C'est un revers pour les entreprises de VTC - LeCab, Green Tomato Cars et SuperShuttle -  qui avaient saisi le tribunal de commerce en référé et réclamaient de faire "cesser au plus vite" les activités d'UberPOP. Le tribunal a constaté que les décrets d'application de la loi Thévenoud encadrant l'activité des VTC et taxis n'avaient pas été publiés. "A la date où nous nous prononçons, cette date d'entrée en vigueur n'a pas été fixée", rendant impossible de se prononcer sur le "trouble manifestement illicite" invoqué par les requérants. Le 18 décembre 2014, le parquet a fait appel de la décision du tribunal de commerce.

Autre victoire pour Uber, le tribunal a décidé de transmettre à la cour de Cassation deux questions prioritaires de constitutionnalité (QPC) soulevées par l'entreprise américaine au motif que des dispositions de la loi Thévenoud pourraient porter atteinte à la liberté d'entreprendre et au principe d'égalité.

Néanmoins,  le tribunal a estimé que la société communiquait en "termes ambigus" sur la possibilité pour ses chauffeurs de se positionner sur la voie publique, la pratique connue sous le nom de "maraude" et réservée aux taxis. Le juge demande donc aux responsables d'Uber "de retirer de leur support de communication toute mention qui présenterait comme licite le fait de s'arrêter, stationner ou circuler sur la voie publique en attente de client".

La start-up américaine avait été condamnée, mi-octobre 2014, par le tribunal correctionnel de Paris, à 100 000 euros d'amende pour avoir présenté comme du covoiturage, une offre payante de transport de particuliers, UberPOP. La start-up avait fait appel, et continue donc son activité. 

Rappelons qu'à l'étranger, les interdictions se sont multipliées ces dernières semaines : Espagne, Pays-Bas, Inde (suite à une accusation de viol) ou encore Allemagne même si dans ce dernier pays, le tribunal administratif est revenu sur sa décision. Uber est également mis en cause au Danemark, en Norvège et même aux Etats-Unis par la ville de Portland (Oregon).

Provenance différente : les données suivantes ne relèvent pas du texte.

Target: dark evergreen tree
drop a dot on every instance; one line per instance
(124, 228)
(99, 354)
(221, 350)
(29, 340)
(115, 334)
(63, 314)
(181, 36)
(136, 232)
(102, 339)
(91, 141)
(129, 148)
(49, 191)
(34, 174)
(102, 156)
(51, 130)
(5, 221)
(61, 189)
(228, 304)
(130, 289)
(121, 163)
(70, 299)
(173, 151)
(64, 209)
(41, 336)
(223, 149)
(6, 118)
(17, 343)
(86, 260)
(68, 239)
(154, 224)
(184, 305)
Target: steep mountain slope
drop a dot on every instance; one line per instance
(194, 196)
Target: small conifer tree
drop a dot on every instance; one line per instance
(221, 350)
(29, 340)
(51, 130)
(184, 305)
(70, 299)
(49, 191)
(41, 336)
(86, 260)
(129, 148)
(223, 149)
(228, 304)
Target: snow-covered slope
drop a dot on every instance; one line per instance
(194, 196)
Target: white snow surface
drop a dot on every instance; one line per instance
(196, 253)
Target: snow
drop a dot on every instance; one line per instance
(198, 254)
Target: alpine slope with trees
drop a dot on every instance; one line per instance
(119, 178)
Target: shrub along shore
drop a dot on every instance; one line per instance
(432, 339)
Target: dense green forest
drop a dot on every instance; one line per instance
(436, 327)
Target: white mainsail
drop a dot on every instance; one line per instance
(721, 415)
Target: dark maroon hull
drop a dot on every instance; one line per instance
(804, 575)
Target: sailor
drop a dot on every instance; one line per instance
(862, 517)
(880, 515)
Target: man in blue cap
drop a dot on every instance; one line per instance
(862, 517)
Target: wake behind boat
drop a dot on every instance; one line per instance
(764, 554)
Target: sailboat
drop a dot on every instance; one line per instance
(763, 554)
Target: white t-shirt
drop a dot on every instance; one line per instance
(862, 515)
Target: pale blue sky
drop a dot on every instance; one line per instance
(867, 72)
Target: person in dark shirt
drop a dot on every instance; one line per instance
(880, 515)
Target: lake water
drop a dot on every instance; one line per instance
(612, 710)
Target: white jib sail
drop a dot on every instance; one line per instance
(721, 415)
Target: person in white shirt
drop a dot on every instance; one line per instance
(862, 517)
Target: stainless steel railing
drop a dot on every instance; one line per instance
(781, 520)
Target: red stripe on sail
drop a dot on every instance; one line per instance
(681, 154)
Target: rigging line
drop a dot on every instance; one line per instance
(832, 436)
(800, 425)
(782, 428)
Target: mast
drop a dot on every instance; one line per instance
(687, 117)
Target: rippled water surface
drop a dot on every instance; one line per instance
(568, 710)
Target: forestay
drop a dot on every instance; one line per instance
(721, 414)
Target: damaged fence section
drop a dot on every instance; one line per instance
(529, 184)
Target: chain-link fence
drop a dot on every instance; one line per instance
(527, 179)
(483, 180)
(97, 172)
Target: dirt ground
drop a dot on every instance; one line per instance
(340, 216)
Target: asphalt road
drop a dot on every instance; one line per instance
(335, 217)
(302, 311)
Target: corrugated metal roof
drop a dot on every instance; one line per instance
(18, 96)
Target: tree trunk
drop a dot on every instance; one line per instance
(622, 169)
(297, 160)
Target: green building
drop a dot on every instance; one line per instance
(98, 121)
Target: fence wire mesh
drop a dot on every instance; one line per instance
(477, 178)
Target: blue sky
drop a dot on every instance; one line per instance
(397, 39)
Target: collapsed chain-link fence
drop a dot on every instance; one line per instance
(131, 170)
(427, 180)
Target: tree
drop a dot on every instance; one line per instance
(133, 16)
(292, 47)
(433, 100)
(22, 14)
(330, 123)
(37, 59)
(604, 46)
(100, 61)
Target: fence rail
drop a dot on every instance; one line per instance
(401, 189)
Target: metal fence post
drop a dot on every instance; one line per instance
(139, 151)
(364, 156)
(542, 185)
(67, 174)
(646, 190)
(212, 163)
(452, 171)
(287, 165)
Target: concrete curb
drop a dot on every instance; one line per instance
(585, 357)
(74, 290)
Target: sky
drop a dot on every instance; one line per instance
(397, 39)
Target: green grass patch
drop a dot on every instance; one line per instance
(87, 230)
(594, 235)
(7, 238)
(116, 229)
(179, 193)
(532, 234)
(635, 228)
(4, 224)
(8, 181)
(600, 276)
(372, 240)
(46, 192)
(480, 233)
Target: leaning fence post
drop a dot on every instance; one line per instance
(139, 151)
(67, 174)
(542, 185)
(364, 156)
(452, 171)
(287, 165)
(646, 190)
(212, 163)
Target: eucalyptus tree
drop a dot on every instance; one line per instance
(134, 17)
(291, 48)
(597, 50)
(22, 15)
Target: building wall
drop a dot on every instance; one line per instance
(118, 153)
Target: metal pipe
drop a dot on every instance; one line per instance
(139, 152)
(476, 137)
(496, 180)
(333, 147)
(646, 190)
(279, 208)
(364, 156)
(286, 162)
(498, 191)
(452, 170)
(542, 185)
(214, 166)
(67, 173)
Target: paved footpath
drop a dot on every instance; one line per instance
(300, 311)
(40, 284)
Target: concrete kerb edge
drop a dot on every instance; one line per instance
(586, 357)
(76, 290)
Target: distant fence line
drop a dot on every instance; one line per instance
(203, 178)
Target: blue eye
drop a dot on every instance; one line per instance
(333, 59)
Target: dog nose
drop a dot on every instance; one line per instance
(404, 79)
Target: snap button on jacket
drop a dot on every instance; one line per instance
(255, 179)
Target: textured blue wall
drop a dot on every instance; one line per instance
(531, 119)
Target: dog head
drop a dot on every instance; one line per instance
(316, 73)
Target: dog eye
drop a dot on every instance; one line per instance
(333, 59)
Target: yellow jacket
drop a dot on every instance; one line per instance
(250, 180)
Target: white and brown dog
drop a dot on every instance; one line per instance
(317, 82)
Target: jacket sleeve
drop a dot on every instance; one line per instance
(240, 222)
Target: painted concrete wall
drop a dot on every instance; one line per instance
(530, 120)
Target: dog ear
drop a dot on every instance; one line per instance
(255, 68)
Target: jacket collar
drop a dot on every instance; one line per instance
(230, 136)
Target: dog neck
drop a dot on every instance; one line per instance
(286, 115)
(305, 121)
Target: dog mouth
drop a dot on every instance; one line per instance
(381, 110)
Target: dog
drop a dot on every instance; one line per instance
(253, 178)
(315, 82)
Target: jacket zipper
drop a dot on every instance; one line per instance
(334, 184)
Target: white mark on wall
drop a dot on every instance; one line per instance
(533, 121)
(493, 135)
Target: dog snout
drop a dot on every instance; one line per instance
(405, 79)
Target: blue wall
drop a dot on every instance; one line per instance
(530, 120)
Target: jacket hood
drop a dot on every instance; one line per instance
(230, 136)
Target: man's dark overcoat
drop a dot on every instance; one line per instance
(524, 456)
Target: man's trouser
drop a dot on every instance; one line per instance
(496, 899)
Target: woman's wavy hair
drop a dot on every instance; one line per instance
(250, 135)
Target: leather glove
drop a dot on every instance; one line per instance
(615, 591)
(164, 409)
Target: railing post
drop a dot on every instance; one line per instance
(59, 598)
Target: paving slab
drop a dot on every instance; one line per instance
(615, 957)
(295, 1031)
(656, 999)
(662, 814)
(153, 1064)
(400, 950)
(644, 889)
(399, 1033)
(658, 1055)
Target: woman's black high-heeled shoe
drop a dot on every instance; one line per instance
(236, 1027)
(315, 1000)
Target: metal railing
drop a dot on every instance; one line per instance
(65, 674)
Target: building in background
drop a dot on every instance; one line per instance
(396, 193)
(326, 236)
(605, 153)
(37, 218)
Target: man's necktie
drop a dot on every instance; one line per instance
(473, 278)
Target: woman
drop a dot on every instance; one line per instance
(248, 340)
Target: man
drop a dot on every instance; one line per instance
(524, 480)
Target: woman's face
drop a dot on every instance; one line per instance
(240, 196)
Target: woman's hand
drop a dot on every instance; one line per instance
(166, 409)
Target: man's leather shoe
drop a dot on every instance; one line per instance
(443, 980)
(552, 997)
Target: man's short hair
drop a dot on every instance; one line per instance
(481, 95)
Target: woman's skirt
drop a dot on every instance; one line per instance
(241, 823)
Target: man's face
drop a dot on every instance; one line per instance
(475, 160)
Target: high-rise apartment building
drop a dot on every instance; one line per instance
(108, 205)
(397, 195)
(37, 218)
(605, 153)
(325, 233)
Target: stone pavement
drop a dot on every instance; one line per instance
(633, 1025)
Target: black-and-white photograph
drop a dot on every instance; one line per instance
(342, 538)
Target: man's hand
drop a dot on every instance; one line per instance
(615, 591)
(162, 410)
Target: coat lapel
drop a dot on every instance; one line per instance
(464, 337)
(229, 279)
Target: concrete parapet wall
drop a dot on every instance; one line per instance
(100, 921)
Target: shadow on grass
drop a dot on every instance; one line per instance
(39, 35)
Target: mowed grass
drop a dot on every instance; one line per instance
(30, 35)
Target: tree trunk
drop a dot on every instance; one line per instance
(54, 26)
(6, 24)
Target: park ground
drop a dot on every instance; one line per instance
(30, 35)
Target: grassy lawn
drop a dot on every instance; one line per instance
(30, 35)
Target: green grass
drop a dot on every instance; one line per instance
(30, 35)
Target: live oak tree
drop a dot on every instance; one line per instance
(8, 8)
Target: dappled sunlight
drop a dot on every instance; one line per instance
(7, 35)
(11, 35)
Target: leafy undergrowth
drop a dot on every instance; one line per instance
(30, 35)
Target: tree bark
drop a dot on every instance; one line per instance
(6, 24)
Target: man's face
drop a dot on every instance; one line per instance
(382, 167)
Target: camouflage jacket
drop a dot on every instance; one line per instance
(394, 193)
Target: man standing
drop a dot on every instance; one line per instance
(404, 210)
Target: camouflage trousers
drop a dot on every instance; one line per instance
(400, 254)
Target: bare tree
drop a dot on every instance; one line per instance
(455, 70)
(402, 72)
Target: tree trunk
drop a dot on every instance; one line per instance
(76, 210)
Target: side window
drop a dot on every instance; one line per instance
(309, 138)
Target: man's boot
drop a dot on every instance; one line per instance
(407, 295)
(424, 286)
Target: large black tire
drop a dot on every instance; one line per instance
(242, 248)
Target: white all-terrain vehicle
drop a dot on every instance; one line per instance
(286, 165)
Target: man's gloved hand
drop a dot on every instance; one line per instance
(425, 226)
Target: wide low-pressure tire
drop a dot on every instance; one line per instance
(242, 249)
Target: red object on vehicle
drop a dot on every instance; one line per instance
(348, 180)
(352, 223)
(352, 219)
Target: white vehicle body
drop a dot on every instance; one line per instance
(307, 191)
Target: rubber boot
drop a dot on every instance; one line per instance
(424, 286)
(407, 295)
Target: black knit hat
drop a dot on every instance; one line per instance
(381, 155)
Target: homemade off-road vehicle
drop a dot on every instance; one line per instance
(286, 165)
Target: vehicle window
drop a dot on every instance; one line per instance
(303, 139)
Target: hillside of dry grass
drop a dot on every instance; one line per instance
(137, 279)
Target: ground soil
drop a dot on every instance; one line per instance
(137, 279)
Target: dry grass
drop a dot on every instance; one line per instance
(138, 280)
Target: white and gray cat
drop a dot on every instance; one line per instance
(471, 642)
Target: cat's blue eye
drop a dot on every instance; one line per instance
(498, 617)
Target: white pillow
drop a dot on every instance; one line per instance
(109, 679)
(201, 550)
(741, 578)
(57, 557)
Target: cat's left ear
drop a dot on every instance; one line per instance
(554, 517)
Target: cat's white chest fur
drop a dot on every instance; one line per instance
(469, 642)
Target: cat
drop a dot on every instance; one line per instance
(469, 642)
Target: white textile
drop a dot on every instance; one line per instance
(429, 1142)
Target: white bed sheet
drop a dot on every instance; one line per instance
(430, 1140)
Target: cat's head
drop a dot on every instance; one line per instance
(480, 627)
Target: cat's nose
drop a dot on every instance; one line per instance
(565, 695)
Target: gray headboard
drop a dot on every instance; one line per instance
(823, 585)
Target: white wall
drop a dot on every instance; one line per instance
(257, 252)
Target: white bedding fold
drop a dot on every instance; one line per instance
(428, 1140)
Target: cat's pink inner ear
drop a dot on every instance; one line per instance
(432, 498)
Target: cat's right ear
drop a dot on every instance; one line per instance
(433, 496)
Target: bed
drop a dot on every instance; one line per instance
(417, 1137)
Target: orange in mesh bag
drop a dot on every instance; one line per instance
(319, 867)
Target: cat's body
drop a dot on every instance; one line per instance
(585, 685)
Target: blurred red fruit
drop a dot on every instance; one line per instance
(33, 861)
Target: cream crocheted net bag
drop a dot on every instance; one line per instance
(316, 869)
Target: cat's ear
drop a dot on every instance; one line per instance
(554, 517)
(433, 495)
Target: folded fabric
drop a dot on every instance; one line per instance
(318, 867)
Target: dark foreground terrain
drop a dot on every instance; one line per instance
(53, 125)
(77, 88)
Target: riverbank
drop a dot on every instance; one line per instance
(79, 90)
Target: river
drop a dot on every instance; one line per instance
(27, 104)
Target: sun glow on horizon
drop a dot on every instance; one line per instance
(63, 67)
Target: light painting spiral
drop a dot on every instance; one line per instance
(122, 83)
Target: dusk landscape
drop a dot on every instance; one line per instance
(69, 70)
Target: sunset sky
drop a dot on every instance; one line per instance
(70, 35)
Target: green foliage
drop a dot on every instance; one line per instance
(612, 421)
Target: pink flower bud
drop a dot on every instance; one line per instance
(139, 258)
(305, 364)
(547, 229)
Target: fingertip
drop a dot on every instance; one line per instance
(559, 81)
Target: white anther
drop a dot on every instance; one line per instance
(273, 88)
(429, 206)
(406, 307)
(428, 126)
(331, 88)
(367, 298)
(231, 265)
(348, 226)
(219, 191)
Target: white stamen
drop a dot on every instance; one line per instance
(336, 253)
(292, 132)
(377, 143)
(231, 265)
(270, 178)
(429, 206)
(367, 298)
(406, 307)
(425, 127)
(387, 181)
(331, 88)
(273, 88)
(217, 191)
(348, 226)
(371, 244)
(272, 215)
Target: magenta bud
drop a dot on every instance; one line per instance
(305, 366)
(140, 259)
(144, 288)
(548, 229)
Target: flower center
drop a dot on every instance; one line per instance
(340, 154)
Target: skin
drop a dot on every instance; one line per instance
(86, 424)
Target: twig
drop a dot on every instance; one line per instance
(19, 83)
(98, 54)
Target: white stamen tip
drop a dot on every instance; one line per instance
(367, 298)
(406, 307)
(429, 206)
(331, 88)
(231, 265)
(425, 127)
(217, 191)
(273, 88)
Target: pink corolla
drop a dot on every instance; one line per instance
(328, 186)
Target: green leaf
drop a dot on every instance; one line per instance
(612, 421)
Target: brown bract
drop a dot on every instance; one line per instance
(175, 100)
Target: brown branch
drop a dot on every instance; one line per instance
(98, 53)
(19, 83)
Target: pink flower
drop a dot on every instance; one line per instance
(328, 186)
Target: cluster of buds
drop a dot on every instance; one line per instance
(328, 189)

Malgré la multiplication des procédures, Uber n'effraie pas les investisseurs : la start-up a, récemment, levé 1,2 milliard de dollars - elle est, désormais, valorisée à 40 milliards. Selon la radio nationale chinoise citée par le  journal Le Monde, le géant de l'internet chinois, Baidu, serait également prêt à investir dans Uber. Ainsi, l'entreprise américaine déjà présente dans plus de 200 villes réparties dans 45 pays, pourrait se développer dans la région Asie-Pacifique.